Secondo Junichi Sato, responsabile di Greenpeace in Giappone «il Partito Liberademocratico (Ldp) non ha affatto ricevuto un mandato per la sua posizione pro-nucleare», ma si è solo avvantaggiato delle delusioni sul governo presso elettori che restano per lo più "anti-nukes"; quindi l'Ldp «deve ascoltare la stragrande maggioranza degli elettori e impegnarsi su efficienza energetica ed energie rinnovabili, per consentire alla nazione di uscire dal nucleare. E rafforzare la regolamentazione e l'accontability delle utility». Forse Sato esagera, eppure gli analisti politici sono quasi unanimi nel ritenere che il popolo abbia votato anzitutto contro il Pd; poi, semmai, per i piani di stimolo economico attraverso nuova spesa pubblica dell'Ldp, senza dare un endorsement specifico sul nucleare.

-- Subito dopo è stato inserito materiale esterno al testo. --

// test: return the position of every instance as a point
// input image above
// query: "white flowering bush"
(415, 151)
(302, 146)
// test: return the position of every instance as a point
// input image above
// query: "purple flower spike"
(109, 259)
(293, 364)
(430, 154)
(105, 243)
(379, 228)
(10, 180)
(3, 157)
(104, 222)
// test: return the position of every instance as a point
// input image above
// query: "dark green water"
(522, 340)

L'attesa della Federazione delle utility elettriche, come chiarito dal suo presidente Makoto Yagi, è che il governo Abe delinei una nuova politica energetica, senza perdere troppo tempo nel riattivare altri impianti nucleari, dopo i due rimessi in funzione a luglio dall'esecutivo dell'ex premier Yoshihiko Noda, che aveva ceduto alle pressioni per non lasciare il Paese (come è successo per alcune settimane della scorsa estate) senza alcun reattore in funzione (un prolungamento di questa situazione avrebbe dimostrato come il Paese possa farne a meno senza finire in blackout). «Chi si attende una rapida impennata della quota di energia prodotta con il nucleare resterà deluso - ritiene Koichi Nakano, professore alla Sophia University - Anzitutto, a luglio 2013 ci sono le elezioni per il rinnovo della Camera Alta, dove l'Ldp resta in minoranza: la priorità strategica di Abe è una nuova affermazione elettorale, per la quale non ha interesse a insistere su temi controversi». Inoltre Nakano evidenzia che per rimettere in funzione i reattori occorre l'ok della nuova Commissione Nazionale sulla Sicurezza (che ha tempi necessariamente lenti) e il consenso delle comunità locali, niente affatto scontato anche laddove l'Ldp ha trionfato (e certo bisognoso, come sempre, di incentivi pubblici). Come minimo, però «la vittoria dell'Ldp riduce il rischio a lungo termine che anche reattori relativamente nuovi siano decommissionati», afferma Tomo Kinoshita di Nomura: sul breve, però, anche lui ritiene che non cambierà granché, visto che il governo deve attendere le decisioni della Nuclear Regulation Authority e non se la sentirà di rendere più semplice la complessa procedura per le riattivazioni introdotta dall'ultimo governo. Ma Akira Amari, nuovo ministro dell'economia, e Toshimitsu Motegi (Commercio e Industria) garantiscono che la voce del mondo industriale sarà più che ascoltata nel formulare la politica energetica.